According to the SEC, GSK violated the FCPA’s internal controls and books-and-records provisions by recording the corrupt payments--which took many forms, including gifts, shopping excursions and cash--in its books as legitimate business expenses, such as conferences, speaker fees and marketing costs.
The British drugmaker also “failed to devise and maintain a sufficient system of internal accounting controls and lacked an effective anti-corruption compliance program to detect and prevent these schemes,” the SEC said.
Glaxo, for its part, has tried to move on after admitting it fouled up in China. Since the scandal broke out, it’s publicly apologized, nixed doctor speaking fees and done away with quotas for its sales reps. In China, it’s also tripled an in-house compliance team that now checks every submitted receipt--and some industry-watchers say the moves may even be hobbling GSK’s drug sales in an incentive-hungry climate.
Still, though, bribery scandals have continued to plague the drugmaker by popping up around the world. Most recently, the company in April said it was conducting an internal investigation into allegations that its Yemen-based subsidiary brought on government workers to influence purchasing decisions and beef up drug sales.

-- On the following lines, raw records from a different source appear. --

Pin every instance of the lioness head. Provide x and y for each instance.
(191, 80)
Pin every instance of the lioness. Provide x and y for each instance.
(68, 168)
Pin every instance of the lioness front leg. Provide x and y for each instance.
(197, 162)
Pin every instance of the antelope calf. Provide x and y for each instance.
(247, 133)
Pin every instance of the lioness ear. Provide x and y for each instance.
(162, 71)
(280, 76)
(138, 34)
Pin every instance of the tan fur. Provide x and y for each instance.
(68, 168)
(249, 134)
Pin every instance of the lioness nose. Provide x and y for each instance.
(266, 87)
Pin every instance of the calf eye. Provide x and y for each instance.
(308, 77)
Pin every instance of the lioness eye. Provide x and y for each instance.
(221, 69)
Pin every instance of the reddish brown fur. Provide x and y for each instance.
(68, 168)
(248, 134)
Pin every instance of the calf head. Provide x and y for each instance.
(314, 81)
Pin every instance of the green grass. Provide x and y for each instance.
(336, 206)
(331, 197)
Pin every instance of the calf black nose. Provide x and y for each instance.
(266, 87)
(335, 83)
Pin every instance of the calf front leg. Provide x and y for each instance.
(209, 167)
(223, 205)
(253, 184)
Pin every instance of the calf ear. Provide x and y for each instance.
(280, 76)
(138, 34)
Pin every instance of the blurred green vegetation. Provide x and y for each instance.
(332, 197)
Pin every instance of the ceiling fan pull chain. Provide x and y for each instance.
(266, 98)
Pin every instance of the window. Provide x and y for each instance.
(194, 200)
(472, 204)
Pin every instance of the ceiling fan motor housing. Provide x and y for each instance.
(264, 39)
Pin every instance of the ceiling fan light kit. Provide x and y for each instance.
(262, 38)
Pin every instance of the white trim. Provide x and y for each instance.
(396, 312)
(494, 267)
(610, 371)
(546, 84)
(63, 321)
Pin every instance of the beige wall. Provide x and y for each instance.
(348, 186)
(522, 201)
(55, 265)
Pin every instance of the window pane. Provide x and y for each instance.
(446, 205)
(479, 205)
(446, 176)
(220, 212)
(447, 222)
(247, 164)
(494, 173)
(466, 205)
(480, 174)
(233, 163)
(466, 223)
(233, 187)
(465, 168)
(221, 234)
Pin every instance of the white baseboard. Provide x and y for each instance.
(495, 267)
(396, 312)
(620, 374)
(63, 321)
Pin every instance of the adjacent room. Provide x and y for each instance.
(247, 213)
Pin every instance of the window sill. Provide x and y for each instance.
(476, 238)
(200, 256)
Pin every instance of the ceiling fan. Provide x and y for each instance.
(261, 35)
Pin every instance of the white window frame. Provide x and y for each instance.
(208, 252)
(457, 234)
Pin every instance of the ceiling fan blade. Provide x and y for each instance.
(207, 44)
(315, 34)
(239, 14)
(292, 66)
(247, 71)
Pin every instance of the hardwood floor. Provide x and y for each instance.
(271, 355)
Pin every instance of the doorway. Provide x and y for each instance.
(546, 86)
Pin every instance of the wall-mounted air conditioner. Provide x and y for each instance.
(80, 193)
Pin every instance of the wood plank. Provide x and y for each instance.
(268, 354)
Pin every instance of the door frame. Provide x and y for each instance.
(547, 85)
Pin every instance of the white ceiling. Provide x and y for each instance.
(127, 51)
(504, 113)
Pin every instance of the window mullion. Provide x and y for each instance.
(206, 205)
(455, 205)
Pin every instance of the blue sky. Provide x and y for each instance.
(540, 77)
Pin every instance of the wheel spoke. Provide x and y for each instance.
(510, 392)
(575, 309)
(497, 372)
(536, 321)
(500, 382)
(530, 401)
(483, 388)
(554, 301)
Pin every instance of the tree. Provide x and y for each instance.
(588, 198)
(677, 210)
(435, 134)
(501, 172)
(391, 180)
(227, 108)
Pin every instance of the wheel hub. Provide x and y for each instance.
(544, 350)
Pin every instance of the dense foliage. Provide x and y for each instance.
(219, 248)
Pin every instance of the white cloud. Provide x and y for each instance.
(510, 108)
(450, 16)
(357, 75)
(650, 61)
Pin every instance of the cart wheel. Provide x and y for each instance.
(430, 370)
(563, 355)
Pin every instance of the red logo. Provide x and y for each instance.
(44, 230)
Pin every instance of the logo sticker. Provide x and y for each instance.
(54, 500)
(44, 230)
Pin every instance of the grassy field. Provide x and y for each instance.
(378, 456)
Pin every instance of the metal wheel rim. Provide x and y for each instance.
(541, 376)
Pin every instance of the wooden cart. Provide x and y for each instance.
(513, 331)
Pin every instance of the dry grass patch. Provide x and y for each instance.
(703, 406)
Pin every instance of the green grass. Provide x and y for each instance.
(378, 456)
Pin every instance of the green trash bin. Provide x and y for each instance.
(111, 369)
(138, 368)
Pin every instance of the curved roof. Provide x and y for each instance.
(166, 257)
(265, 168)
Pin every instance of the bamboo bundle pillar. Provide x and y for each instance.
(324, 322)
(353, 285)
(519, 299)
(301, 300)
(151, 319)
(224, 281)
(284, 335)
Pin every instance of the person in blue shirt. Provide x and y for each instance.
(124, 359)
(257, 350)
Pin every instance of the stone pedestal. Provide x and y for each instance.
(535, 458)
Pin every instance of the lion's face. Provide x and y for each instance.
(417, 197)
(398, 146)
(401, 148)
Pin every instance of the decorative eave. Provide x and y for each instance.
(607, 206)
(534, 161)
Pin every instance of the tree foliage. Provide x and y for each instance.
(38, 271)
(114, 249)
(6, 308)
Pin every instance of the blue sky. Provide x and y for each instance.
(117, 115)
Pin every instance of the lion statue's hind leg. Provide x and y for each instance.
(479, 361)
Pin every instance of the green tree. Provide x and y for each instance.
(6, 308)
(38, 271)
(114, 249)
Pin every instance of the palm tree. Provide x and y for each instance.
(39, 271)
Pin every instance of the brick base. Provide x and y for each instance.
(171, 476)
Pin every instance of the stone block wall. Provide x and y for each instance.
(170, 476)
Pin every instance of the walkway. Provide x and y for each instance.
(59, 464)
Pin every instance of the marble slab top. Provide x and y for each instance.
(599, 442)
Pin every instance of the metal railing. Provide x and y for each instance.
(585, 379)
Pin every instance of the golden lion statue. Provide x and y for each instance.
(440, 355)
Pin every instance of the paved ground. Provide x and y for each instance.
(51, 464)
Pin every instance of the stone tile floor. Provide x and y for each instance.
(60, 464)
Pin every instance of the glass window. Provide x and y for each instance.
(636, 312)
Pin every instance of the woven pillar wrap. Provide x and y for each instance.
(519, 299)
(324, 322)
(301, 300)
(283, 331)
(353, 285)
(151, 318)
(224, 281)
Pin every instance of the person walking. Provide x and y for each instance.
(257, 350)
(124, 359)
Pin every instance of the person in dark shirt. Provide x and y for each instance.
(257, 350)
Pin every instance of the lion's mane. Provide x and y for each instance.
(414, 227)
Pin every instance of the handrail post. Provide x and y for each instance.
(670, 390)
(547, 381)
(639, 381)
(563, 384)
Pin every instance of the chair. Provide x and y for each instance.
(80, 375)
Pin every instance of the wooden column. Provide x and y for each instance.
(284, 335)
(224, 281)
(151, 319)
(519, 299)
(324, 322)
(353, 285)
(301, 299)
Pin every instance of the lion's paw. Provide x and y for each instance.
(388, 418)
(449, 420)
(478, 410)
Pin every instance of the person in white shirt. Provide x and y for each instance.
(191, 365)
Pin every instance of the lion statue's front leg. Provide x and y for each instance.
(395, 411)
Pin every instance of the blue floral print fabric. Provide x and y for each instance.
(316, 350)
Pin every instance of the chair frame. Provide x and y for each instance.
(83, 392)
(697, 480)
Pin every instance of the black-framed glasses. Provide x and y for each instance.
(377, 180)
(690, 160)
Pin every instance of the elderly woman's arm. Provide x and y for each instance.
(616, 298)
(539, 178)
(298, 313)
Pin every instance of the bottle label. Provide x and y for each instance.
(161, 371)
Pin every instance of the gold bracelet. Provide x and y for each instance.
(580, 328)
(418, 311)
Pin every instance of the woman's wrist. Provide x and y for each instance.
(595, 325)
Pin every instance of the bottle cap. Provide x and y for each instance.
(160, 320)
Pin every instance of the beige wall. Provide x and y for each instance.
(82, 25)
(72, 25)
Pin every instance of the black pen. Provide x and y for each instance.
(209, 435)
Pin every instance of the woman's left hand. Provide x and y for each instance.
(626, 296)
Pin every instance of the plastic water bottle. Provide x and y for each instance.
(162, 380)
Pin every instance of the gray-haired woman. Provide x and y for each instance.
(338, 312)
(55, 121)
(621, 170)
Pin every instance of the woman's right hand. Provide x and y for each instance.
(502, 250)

Meanwhile, the SEC penalty sum pales in comparison to what China charged Glaxo for its conduct in the country. Last September--following a trial that was held behind closed doors--China charged the company nearly $500 million--though it also allowed a former top local exec, Mark Reilly, to escape without doing prison time.
GSK isn’t the only drugmaker to receive an SEC wrist-slap for its practices in China. In August, AstraZeneca agreed to shell out $5.5 million to settle bribery claims from China and Russia, and this March, Novartis wrapped up its own SEC China probe with a $25 million payment.